Donald Trump kembali memenangkan perebutan kursi Gedung Putih melawan Kamala Harris pada Pilpres Amerika Serikat (AS). Iran dan Hizbullah menegaskan sudah siap melawan bahkan berperang melawan Israel yang didukung Trump.
Pemimpin Hizbullah Naim Qassem menyebut puluhan ribu pasukannya siap melawan Israel. Dia mengatakan hasil Pemilu Amerika Serikat (AS) tidak akan berpengaruh pada perang di Lebanon.
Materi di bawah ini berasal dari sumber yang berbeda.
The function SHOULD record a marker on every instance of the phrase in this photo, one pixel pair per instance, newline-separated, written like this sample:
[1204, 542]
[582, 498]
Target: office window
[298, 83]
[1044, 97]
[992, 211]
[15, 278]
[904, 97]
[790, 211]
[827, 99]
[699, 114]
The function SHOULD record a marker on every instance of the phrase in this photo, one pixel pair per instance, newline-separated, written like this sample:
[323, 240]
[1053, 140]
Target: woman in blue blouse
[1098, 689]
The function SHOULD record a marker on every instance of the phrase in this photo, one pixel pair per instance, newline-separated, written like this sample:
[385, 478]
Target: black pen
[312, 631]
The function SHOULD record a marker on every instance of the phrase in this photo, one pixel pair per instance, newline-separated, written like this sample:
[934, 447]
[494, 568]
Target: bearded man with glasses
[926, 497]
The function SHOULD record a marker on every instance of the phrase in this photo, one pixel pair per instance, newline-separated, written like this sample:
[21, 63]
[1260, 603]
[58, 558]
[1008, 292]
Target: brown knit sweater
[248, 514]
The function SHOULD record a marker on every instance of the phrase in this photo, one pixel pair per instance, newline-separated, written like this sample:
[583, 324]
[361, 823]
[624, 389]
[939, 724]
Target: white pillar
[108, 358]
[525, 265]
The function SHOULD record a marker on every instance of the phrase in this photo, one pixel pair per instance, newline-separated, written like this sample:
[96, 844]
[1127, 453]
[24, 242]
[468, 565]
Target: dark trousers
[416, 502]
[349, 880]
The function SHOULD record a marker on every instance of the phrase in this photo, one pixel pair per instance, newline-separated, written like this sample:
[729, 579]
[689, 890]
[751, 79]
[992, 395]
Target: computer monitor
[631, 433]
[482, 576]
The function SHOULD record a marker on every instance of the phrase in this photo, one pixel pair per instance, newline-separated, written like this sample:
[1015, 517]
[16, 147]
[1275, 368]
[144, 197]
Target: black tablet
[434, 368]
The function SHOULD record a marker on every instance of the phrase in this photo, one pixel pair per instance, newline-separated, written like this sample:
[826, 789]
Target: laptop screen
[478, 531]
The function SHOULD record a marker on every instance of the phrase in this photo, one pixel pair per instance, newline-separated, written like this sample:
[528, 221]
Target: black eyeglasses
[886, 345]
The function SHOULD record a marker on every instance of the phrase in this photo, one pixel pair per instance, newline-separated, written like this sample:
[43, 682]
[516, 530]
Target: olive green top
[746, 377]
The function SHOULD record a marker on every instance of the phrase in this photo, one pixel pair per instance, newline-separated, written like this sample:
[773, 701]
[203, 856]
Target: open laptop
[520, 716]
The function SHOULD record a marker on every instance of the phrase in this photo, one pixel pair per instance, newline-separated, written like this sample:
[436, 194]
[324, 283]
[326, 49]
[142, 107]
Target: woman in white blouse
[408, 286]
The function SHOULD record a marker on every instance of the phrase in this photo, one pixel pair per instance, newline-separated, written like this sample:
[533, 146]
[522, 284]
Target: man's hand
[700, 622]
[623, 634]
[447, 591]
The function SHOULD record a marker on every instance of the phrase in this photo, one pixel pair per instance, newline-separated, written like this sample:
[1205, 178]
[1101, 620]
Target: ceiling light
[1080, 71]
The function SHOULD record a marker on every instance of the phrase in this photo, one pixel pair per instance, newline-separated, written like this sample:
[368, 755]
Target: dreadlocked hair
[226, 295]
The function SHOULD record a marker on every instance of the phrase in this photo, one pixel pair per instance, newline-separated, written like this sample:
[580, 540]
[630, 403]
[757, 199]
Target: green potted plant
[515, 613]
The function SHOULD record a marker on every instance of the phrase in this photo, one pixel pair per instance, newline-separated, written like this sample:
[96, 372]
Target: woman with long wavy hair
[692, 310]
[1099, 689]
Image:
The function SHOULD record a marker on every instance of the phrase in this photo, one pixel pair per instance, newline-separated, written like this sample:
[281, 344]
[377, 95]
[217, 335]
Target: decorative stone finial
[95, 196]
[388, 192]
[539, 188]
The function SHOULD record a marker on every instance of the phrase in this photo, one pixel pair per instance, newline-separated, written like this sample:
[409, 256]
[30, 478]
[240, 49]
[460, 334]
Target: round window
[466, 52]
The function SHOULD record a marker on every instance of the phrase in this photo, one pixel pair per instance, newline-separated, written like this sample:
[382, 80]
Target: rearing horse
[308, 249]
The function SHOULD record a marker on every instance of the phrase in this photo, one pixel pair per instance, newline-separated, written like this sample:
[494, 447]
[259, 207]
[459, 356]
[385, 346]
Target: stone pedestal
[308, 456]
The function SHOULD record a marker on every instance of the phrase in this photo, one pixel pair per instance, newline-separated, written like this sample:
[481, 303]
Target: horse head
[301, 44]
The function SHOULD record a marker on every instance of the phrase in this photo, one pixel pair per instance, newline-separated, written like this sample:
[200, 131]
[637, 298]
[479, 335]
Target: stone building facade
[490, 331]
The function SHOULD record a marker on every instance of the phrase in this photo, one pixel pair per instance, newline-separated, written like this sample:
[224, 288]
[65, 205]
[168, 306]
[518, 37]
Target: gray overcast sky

"Kami memiliki puluhan ribu pejuang perlawanan terlatih yang siap berperang," kata Naim Qassem dalam pidato di televisi, dikutip dari detikNews, Kamis (7/11/2024).
SCROLL TO CONTINUE WITH CONTENT
Pidato Naim Qassem ini disampaikan setelah kemenangan Donald Trump dalam Pemilu AS diumumkan. Menurutnya, hasil pertarungan Trump dan Wakil Presiden AS Kamala Harris tidak akan berdampak kemungkinan gencatan senjata di Lebanon.
"Kami tidak mendasarkan harapan kami untuk menghentikan agresi pada perkembangan politik," ucap Naim Qassem.
"Apakah Harris menang atau Trump menang, itu tidak ada artinya bagi kami," tambahnya.
Iran Siap Konfrontasi
Otoritas Iran menyebut pilpres Amerika Serikat (AS) tidak menjadi urusan negaranya dan siapa pun pemenangnya tidak akan memicu perbedaan signifikan dalam kebijakan Teheran. Penegasan ini disampaikan setelah mantan Presiden Donald Trump memenangi pilpres AS.
Wakil Panglima Korps Garda Revolusi Iran (IRGC) Ali Fadavi, seperti dilansir Reuters dan Al Arabiya, justru menegaskan Teheran siap untuk melakukan konfrontasi dengan Israel, dan tidak mengesampingkan serangan pendahuluan oleh AS dan Israel.
"Pemilu AS sebenarnya bukan urusan kami. Kebijakan kami stabil dan tidak berubah berdasarkan individu. Kami telah membuat prediksi yang diperlukan sebelumnya dan tidak akan ada perubahan dalam kehidupan masyarakat," ucap Mohajerani.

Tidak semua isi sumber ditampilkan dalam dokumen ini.